Earth and Altar

View Original

WEDNESDAY IN HOLY WEEK DEVOTIONAL

Photo from Unsplash.

It’s on the Wednesday of Holy Week when we find out what a life is worth.  It’s on that day also that Judas Iscariot stands in for all of us. 

We know the price Judas accepted, of course: thirty pieces of silver for the life of a good but potentially dangerous man.  The same price, as it turned out, for the life of a great and fearsome God. 

Judas left the chief priests, blood money in hand, seeking the best moment to betray his friend and teacher.  One wonders what must have been going through Judas’ mind when not a day had passed since his bargain and Jesus was on the floor in front of him, washing his feet.  Or when Jesus declared, “Very truly, I tell you, one of you will betray me.”  Or what he was thinking when the disciples looked at one another, looked straight into his eyes, all but one still wondering if it might be them who would betray. 

“Do quickly what you are going to do.”  Both Jesus and Judas knew what the other knew, and so Judas goes off quickly into the night.  

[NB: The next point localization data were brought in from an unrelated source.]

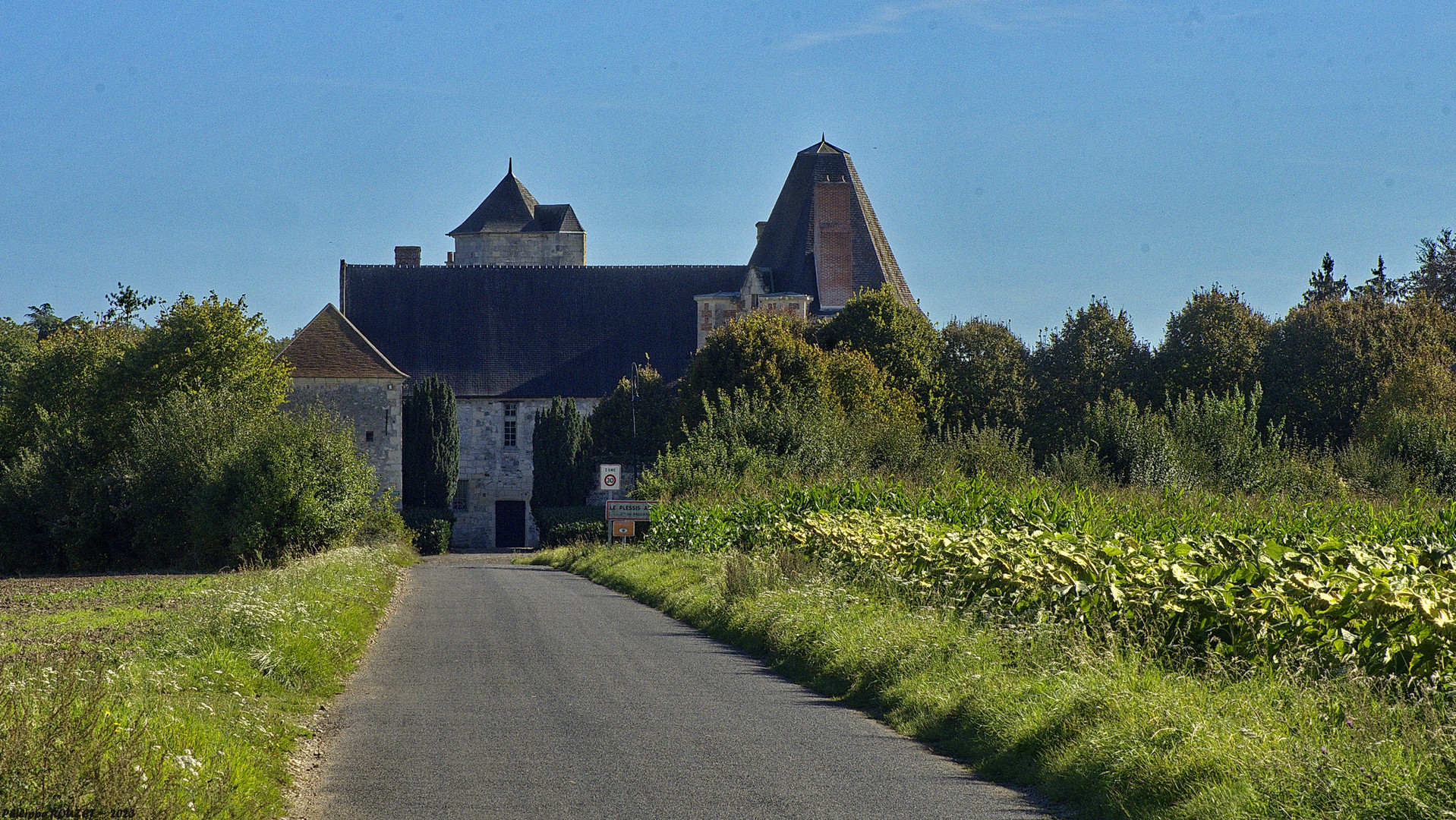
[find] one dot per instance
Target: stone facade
(373, 407)
(556, 248)
(496, 465)
(717, 309)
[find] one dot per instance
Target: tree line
(1350, 391)
(125, 443)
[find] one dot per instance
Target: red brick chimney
(834, 245)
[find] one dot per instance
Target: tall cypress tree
(561, 456)
(431, 458)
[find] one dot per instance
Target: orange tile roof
(331, 347)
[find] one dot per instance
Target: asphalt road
(522, 692)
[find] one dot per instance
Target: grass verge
(1089, 724)
(177, 695)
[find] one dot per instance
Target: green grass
(177, 695)
(1089, 723)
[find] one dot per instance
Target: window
(509, 428)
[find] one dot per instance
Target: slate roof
(331, 347)
(786, 245)
(510, 209)
(507, 331)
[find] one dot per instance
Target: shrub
(383, 525)
(1094, 355)
(568, 525)
(1410, 430)
(431, 526)
(1325, 361)
(431, 445)
(635, 420)
(293, 484)
(574, 532)
(1133, 443)
(761, 355)
(986, 374)
(899, 339)
(1219, 442)
(999, 453)
(1212, 345)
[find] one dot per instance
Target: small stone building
(337, 367)
(515, 317)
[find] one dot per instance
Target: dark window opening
(509, 428)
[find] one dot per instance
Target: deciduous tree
(986, 372)
(1212, 345)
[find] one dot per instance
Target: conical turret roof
(509, 207)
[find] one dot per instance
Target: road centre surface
(503, 691)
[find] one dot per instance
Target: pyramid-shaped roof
(331, 347)
(785, 248)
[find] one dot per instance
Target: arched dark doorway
(510, 525)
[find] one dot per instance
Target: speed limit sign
(610, 477)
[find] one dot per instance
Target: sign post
(609, 478)
(622, 516)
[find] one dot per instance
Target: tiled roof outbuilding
(331, 347)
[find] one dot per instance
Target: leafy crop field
(1338, 586)
(175, 695)
(1129, 653)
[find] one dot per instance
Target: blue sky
(1023, 156)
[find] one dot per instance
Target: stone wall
(522, 249)
(493, 471)
(373, 405)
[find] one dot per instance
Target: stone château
(515, 318)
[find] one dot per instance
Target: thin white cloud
(986, 14)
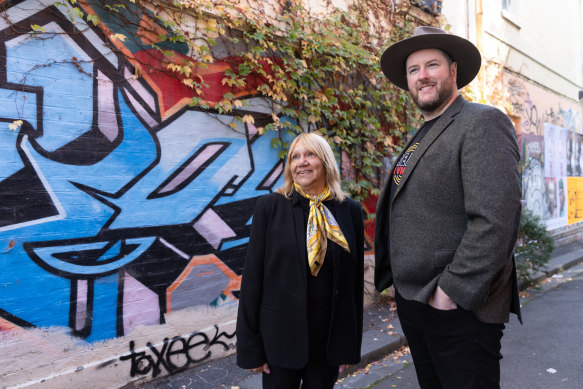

That was Judas’ night, written down for the ages, but the sad truth is that there was nothing particularly special about that night or about his betrayal.  We are all Judas; we all skulk off into the darkness, seeking the best moment to betray.  From all our hearts come evil thoughts, murder, adultery, fornication, theft, false witness, slander, all that defiles.  We all take the sop-dipped bread from Jesus’ hand and then do quickly what we are going to do.

And yet, it is at these very moments that the Son of Man is glorified, glorified by a love so profound as to be disconcerting.  “But God shows his love for us in that while we were yet sinners Christ died for us.” Romans 5:8

The Church, in her wisdom, unfurls the events of Holy Week in real time.  If we are paying attention at all, by the time we get to Wednesday the story becomes difficult to hear.  Holy Week forces us to calculate the price at which we will betray, and then to gaze upon our Savior, who gave his body to be whipped and his face to be spit upon.  And then, if we can bear it, to let Jesus love us anyway.